2000-10-06 14:46:50+00 by Dan Lyke 6 comments

Thought for the day: Spirituality is a function of available technology.

[ related topics: Religion ]

comments in ascending chronological order (reverse):

#Comment made: 2002-02-21 05:30:23+00 by: ziffle

I heard it expressed as the 'god of the gaps'. That is we infer to a god that which has not been understood yet. So, the things alluded to a god are shrinking in number as you say. Ziffle

#Comment made: 2000-10-06 21:50:09+00 by: rhecker [edit history]

Ziffle, it's not God or even religion in question, but spirituality. Are you not clear on the differences? Still, I can't imagine a way in which spirituality is a function of available technology. Aldus Huxley said that surgar is the demise of spirituality in western civilization. If you push it a little, that can be taken as the oppositite of Dan's remark. It was said by one of the "gurus" of the 60's (can't recall who) that Americans are the most spiritual people on earth because they have had the opportunity to discover and be disillusioned by the limits of material gratification. An interesting thought, but I will hang with Huxley. Rob Hecker

#Comment made: 2002-02-21 05:30:23+00 by: Larry Burton

I think you can always find some form of spirituality in anyone, it's just a matter of identifying it. Climbing a mountain can be a spiritual adventure for one person while another just looks at it as a days work. I first read Dan's thought on a mailing list we both subscribe to in reference to Native American spirituality and its ties to nature. Would their spirituality have developed in that direction with the same ties to nature had the Native Americans had the technology to build a steel plow?

#Comment made: 2000-10-10 01:45:00+00 by: rhecker [edit history]

Larry, interesting thoughts. I've heard it argued that the Native Americans did not have the reverence for nature we attribute to them now, but drove whole herds of Buffalo off of cliffs and basically had a slash and burn approach. I don't mean to be cynical or to belittle them, but it has been strongly argued that the American Indian reverence for nature is not today what it was originally. I grew up in low tech Congo, the child of missionaries. Now I live in the land of high tech opulence. I did not find that people living in the acute misery and poverty and simplicity of the Congo were more spiritual, or even any less neurotic, than people in America. They were, however, more physical, open, generous, and less paranoid. This discussion about spirituality and technology may suffer from a lack of clarity about what we all mean by spirituality. Technology is pragmatic, evolving, material. It can save lives and destroy lives. How does spirituality stand up to or even next to technology? Spirituality is nothing next to technology. Likewise, technology is nothing next to spirituality. I don't really see them on the same map. Rob Hecker

#Comment made: 2002-02-21 05:30:24+00 by: Dan Lyke

I see spirituality as the belief framework whithin which we build rituals. Spirituality is how we help to define the aspects of our lives which escape the understanding that lets us create technology. As Larry mentioned, the context was replying to someone who was praising aboriginal American spirituality as tremendously earth-centered, I asserted that I'd been to reservations, the only place that that belief still existed was among privileged Marin County sort of rich white folks and the occasional rare optimist anthropologist, and that even had this belief set existed ages ago, with the introduction of the blow and the horse collar it would quickly fall beneath the ability to support more people per unit of land.

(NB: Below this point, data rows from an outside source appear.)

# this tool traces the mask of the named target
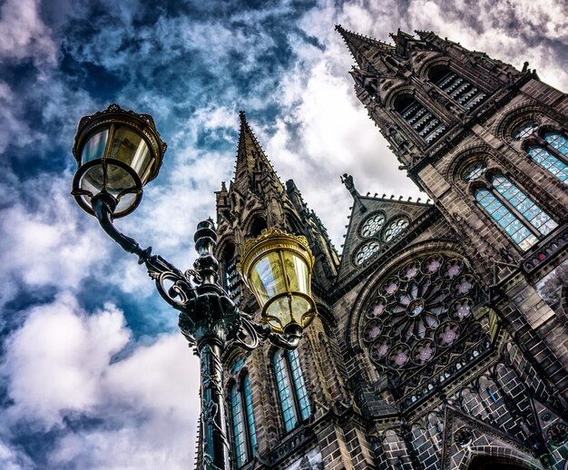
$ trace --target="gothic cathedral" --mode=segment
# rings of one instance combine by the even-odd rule
[[[568,96],[434,33],[337,30],[357,96],[434,203],[343,175],[339,257],[240,113],[216,193],[224,287],[258,310],[240,249],[279,227],[311,246],[318,317],[294,351],[226,351],[233,468],[568,468]]]

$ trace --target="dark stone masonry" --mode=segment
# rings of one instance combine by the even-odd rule
[[[357,98],[433,203],[344,175],[339,257],[241,113],[216,193],[221,279],[257,312],[240,247],[303,235],[319,316],[295,353],[226,351],[233,467],[568,468],[568,97],[434,33],[337,29]]]

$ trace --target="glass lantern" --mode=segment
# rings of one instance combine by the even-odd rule
[[[305,237],[270,228],[247,240],[240,269],[276,333],[301,334],[318,311],[311,297],[314,257]]]
[[[83,117],[73,149],[78,164],[73,195],[93,214],[91,199],[106,192],[116,201],[114,218],[129,214],[140,203],[142,186],[158,175],[166,147],[149,114],[111,104]]]

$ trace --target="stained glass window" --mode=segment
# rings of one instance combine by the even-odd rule
[[[513,132],[513,138],[517,140],[524,139],[534,132],[537,129],[538,124],[534,122],[534,121],[529,121],[528,122],[521,124]]]
[[[459,258],[424,255],[382,279],[367,303],[361,338],[371,359],[397,373],[436,360],[474,318],[479,286]]]
[[[369,241],[368,243],[365,243],[365,245],[361,246],[361,248],[358,249],[355,257],[355,263],[358,266],[363,261],[366,261],[371,256],[377,253],[379,248],[380,245],[377,241]]]
[[[242,406],[240,394],[237,384],[230,387],[230,415],[232,419],[233,443],[237,467],[241,467],[247,462],[247,441],[242,419]]]
[[[519,126],[514,132],[514,139],[524,139],[538,129],[538,124],[529,121]],[[527,149],[528,154],[543,168],[558,178],[564,184],[568,184],[568,164],[563,157],[568,157],[568,139],[557,132],[549,132],[544,134],[544,141],[550,148],[543,145],[531,145]],[[553,150],[551,150],[553,149]],[[555,155],[554,151],[560,153]]]
[[[387,229],[385,229],[385,234],[383,235],[385,241],[390,241],[396,239],[402,231],[408,227],[408,219],[400,218],[390,222]]]
[[[531,145],[527,152],[534,162],[553,174],[561,181],[563,181],[564,184],[568,184],[568,165],[566,163],[540,145]]]
[[[464,180],[466,181],[475,181],[481,178],[481,176],[487,170],[487,166],[483,162],[478,162],[469,165],[465,171],[464,171]]]
[[[255,455],[257,431],[252,411],[252,391],[249,374],[240,379],[240,389],[234,383],[230,387],[230,418],[237,468],[240,468]]]
[[[250,456],[253,457],[257,448],[257,428],[254,426],[254,413],[252,411],[252,391],[250,390],[250,379],[249,378],[249,374],[242,377],[242,394],[245,403],[245,415],[247,416],[249,442],[250,443]]]
[[[288,351],[288,360],[289,361],[289,367],[292,371],[292,380],[294,381],[294,389],[296,391],[296,397],[298,398],[299,414],[302,417],[302,421],[304,421],[309,417],[311,410],[309,409],[308,391],[306,390],[306,384],[302,377],[302,369],[299,365],[299,357],[298,357],[297,349]]]
[[[536,236],[489,190],[477,190],[475,199],[521,250],[528,250],[536,243]]]
[[[566,136],[556,132],[546,132],[544,134],[544,140],[553,149],[556,149],[560,153],[568,157],[568,140]]]
[[[501,174],[494,176],[493,185],[541,234],[548,235],[558,227],[544,211],[504,176]]]
[[[444,122],[415,99],[410,100],[400,113],[426,143],[433,142],[446,131]]]
[[[474,109],[487,96],[483,90],[479,90],[464,77],[449,70],[440,74],[435,83],[446,94],[467,111]]]
[[[494,176],[492,182],[495,192],[480,189],[475,191],[475,199],[521,250],[528,250],[534,245],[539,233],[548,235],[558,226],[544,211],[504,175]],[[516,213],[510,207],[514,208]]]
[[[309,417],[311,410],[298,351],[278,350],[272,357],[286,432]]]

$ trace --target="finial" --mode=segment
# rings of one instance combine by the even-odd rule
[[[361,202],[361,195],[359,194],[359,191],[357,191],[355,189],[355,183],[353,182],[353,177],[350,174],[343,173],[343,176],[341,176],[340,179],[341,179],[341,182],[343,184],[345,184],[345,187],[351,193],[351,196],[353,196],[353,200],[355,201],[355,202],[356,203],[358,202],[358,204],[359,204],[359,211],[361,212],[367,211],[367,208],[365,207],[363,202]],[[367,193],[367,196],[368,196],[368,193]]]

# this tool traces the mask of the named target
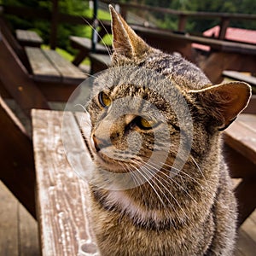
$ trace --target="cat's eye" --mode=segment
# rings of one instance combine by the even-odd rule
[[[99,102],[102,107],[109,107],[111,105],[111,98],[103,91],[101,91],[98,96]]]
[[[136,123],[139,128],[143,130],[152,129],[156,125],[154,120],[146,119],[143,117],[137,117]]]

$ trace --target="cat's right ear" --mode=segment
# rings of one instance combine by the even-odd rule
[[[115,53],[132,58],[148,50],[149,46],[136,34],[112,5],[109,5],[109,9],[112,20],[113,48]]]
[[[212,85],[190,94],[212,119],[218,131],[227,128],[247,106],[251,87],[243,82],[230,82]]]

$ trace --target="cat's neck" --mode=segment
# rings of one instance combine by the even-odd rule
[[[101,207],[127,215],[136,223],[151,223],[156,226],[166,223],[180,224],[186,223],[188,216],[190,221],[191,218],[201,221],[201,216],[195,212],[198,212],[199,207],[203,212],[210,211],[218,177],[212,172],[201,173],[202,171],[198,167],[198,165],[188,164],[177,177],[170,179],[166,177],[167,172],[160,170],[141,186],[126,190],[95,188],[92,195]],[[197,177],[189,175],[195,172],[198,172]]]

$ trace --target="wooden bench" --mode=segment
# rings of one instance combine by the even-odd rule
[[[17,29],[15,32],[16,38],[21,46],[40,47],[44,42],[36,32]]]
[[[62,125],[62,112],[32,111],[42,255],[93,256],[97,247],[87,216],[88,184],[75,172],[81,159],[84,172],[90,168],[91,160],[82,135],[88,131],[79,125],[79,114],[65,114],[68,118]],[[63,137],[68,143],[65,148]],[[77,161],[78,166],[71,166],[69,160]]]
[[[84,255],[82,252],[87,250],[90,253],[90,249],[91,254],[85,255],[93,255],[96,252],[96,245],[87,216],[87,210],[90,211],[88,184],[79,177],[79,174],[83,177],[83,173],[91,170],[90,155],[84,142],[84,137],[90,134],[89,125],[84,125],[88,116],[84,113],[66,112],[63,122],[63,113],[47,110],[32,111],[42,254],[59,255],[67,252],[68,255]],[[253,125],[246,126],[247,121]],[[233,160],[231,163],[239,160],[239,168],[230,165],[231,175],[242,178],[236,189],[241,211],[239,224],[256,205],[255,121],[255,116],[242,115],[225,132],[230,147],[234,147],[232,141],[236,140],[238,145],[236,144],[234,151],[245,155],[244,158],[234,159],[232,155],[229,158]],[[238,126],[239,131],[241,129],[240,126],[243,129],[240,137],[236,134]],[[251,130],[252,127],[255,130]],[[246,130],[250,131],[250,134],[244,133]],[[240,147],[241,151],[236,151]],[[79,170],[83,172],[79,172]]]
[[[67,102],[87,75],[52,49],[25,48],[33,80],[49,101]]]
[[[256,114],[241,114],[224,132],[224,152],[236,188],[239,225],[256,207]]]
[[[69,37],[71,46],[74,49],[79,50],[77,56],[73,61],[73,63],[75,66],[79,66],[85,57],[89,56],[89,53],[91,52],[92,48],[92,42],[90,39],[86,38],[80,38],[80,37]],[[108,55],[110,49],[108,49],[107,47],[103,44],[97,44],[96,45],[95,52],[98,54],[105,54]]]

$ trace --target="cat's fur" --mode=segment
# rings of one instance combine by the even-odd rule
[[[160,125],[143,131],[137,126],[135,114],[119,115],[116,119],[119,113],[114,111],[118,110],[113,109],[113,107],[103,109],[97,96],[92,98],[88,106],[92,124],[90,148],[96,162],[90,184],[91,218],[101,253],[103,256],[232,255],[236,203],[221,155],[220,130],[227,127],[247,106],[250,87],[239,82],[211,84],[198,67],[180,55],[167,55],[149,47],[112,7],[110,10],[113,67],[126,67],[127,74],[119,77],[117,72],[110,70],[99,76],[94,90],[107,91],[113,102],[129,96],[143,97],[154,104],[168,124],[172,144],[165,165],[148,182],[125,190],[96,186],[94,182],[109,182],[102,177],[101,169],[116,173],[131,172],[132,166],[136,166],[134,162],[129,164],[132,152],[126,149],[127,136],[131,131],[142,136],[143,149],[139,154],[147,161],[150,150],[154,149],[150,143],[154,139],[151,130],[159,129]],[[134,69],[133,73],[132,67],[140,67],[140,71]],[[147,77],[147,70],[163,76],[169,84],[157,84],[154,77]],[[140,77],[140,86],[131,84],[133,74]],[[143,86],[148,81],[151,89]],[[177,90],[185,99],[193,119],[192,148],[181,172],[172,177],[168,174],[180,143],[181,131],[172,106],[153,91],[154,89],[159,91],[158,86],[166,86],[165,96]],[[178,105],[177,100],[173,101]],[[132,105],[132,100],[126,103],[129,109],[137,106]],[[106,125],[111,120],[109,135]],[[109,136],[112,144],[104,144],[102,142]],[[165,139],[163,136],[163,142]],[[102,148],[108,152],[115,148],[126,151],[111,160],[104,156]],[[151,169],[155,168],[151,166]]]

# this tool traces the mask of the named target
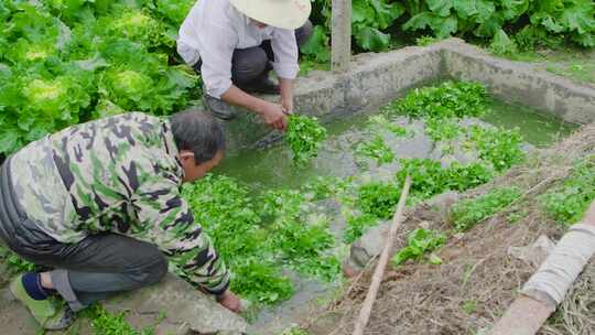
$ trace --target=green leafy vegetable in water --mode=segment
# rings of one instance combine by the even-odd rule
[[[358,143],[356,153],[376,160],[379,165],[392,163],[392,161],[394,161],[394,153],[379,134],[374,137],[370,141]]]
[[[185,185],[196,221],[212,238],[231,271],[231,290],[262,304],[293,294],[283,267],[324,280],[340,275],[331,252],[335,239],[324,216],[307,216],[306,196],[295,190],[269,190],[257,198],[236,180],[206,175]],[[177,272],[184,275],[183,269]]]
[[[473,228],[520,197],[517,187],[496,188],[473,199],[464,199],[453,206],[451,220],[457,231]]]
[[[446,236],[432,229],[418,228],[411,231],[407,238],[408,246],[399,250],[391,259],[392,266],[398,267],[409,259],[420,259],[425,252],[440,248],[446,241]],[[435,255],[431,258],[432,263],[442,263]]]
[[[326,139],[326,129],[314,117],[291,115],[289,117],[285,143],[293,152],[293,162],[303,165],[318,154],[321,143]]]
[[[347,218],[347,229],[343,236],[343,240],[346,244],[353,244],[360,238],[368,228],[378,224],[378,217],[371,214],[364,213],[357,216],[349,216]]]
[[[401,191],[394,183],[371,182],[359,186],[358,206],[363,213],[389,219],[400,196]]]
[[[392,106],[394,112],[413,118],[479,117],[487,111],[487,89],[479,83],[444,82],[415,88]]]
[[[490,162],[498,172],[510,169],[524,159],[519,129],[473,126],[468,136],[479,158]]]
[[[545,212],[560,225],[570,227],[583,218],[595,199],[595,156],[575,163],[570,177],[562,185],[540,196]]]

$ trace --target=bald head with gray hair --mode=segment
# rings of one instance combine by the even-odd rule
[[[187,109],[172,115],[170,122],[177,150],[194,153],[196,164],[208,162],[225,150],[225,132],[213,116]]]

#Comment made: 2002-02-21 05:30:24+00 by: Larry Burton

Rob said, >> I did not find that people living in the acute misery and poverty and simplicity of the Congo were more spiritual, or even any less neurotic, than people in America. << I don't believe that any one group of people, current or historical, are any more or less spiritual than another. I do believe that the basis of spirituality changes based on many different aspects of the society one lives in. Dan said, >> I see spirituality as the belief framework whithin which we build rituals. << I tend to view spirituality as the way one relates to one's god and I'm not using the term god to necessarily relate to some deity. To me one's god is what is truely most important in one's life. I think stone-aged man was closer to viewing nature as god just due to the fact that they had very minimal control over nature and their close observation of nature was literally a matter of life and death to them. By contrast, the society that I live in allows me the a greater opportunity to choose my god and nature isn't necessarily going to find its way up as high on my list of what is important.